Gloria reprimió un gesto de temor.

– Pero bueno, ¿es que vamos a empezar otra vez? -murmuró arqueando las cejas-. ¿Es que quieres que haga que te encierren? Porque al final…

– No dudo que serías capaz. Vete -masculló con una mezcla de cólera y cansancio. Lentamente, se secó el sudor que le resbalaba por la cara-. Vete, por favor -repitió tratando de calmarse.

– Entonces… ¿adiós?

Golder se levantó sin responder, entró en la habitación de al lado y cerró de un portazo que resonó en el piso vacío.

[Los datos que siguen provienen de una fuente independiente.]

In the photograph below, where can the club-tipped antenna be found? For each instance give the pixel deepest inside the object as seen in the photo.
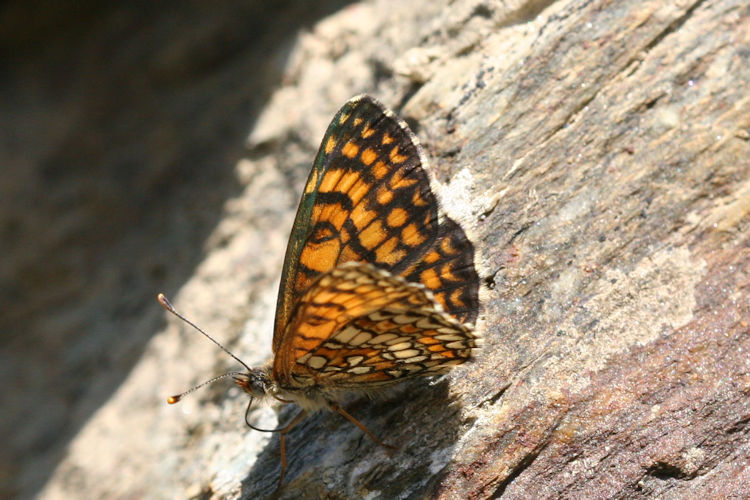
(166, 304)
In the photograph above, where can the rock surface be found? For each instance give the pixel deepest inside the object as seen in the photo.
(598, 152)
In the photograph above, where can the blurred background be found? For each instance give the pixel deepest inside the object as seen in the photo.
(121, 124)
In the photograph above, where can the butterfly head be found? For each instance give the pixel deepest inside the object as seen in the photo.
(256, 382)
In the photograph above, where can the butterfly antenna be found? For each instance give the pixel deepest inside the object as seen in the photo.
(174, 399)
(166, 304)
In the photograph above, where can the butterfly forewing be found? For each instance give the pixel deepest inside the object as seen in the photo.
(367, 199)
(359, 326)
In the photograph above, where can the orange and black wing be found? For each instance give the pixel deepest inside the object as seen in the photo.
(359, 326)
(368, 199)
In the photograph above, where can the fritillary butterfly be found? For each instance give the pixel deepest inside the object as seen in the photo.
(377, 285)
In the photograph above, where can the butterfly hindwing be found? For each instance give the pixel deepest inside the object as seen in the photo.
(359, 326)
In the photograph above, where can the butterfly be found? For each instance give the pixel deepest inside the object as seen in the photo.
(377, 284)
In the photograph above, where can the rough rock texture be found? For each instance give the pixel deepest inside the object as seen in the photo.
(599, 153)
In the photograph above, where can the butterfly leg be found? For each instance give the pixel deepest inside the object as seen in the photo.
(282, 443)
(356, 422)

Gloria pensó que en otros tiempos siempre acababan así sus peleas… Luego se dijo que seguramente no volvería a verlo. Aquella vida solitaria acabaría pronto con él. «Tantos años juntos para terminar así… ¿Y por qué? A su edad… Por cosas que pasan todos los días… El lo ha querido… Peor para él… Pero qué estupidez, Dios mío, qué estupidez…»

Salió de allí, cerró la puerta y bajó pesadamente las escaleras.

Golder estaba solo.

Golder siguió solo durante mucho tiempo. Al menos, su familia no lo molestó más.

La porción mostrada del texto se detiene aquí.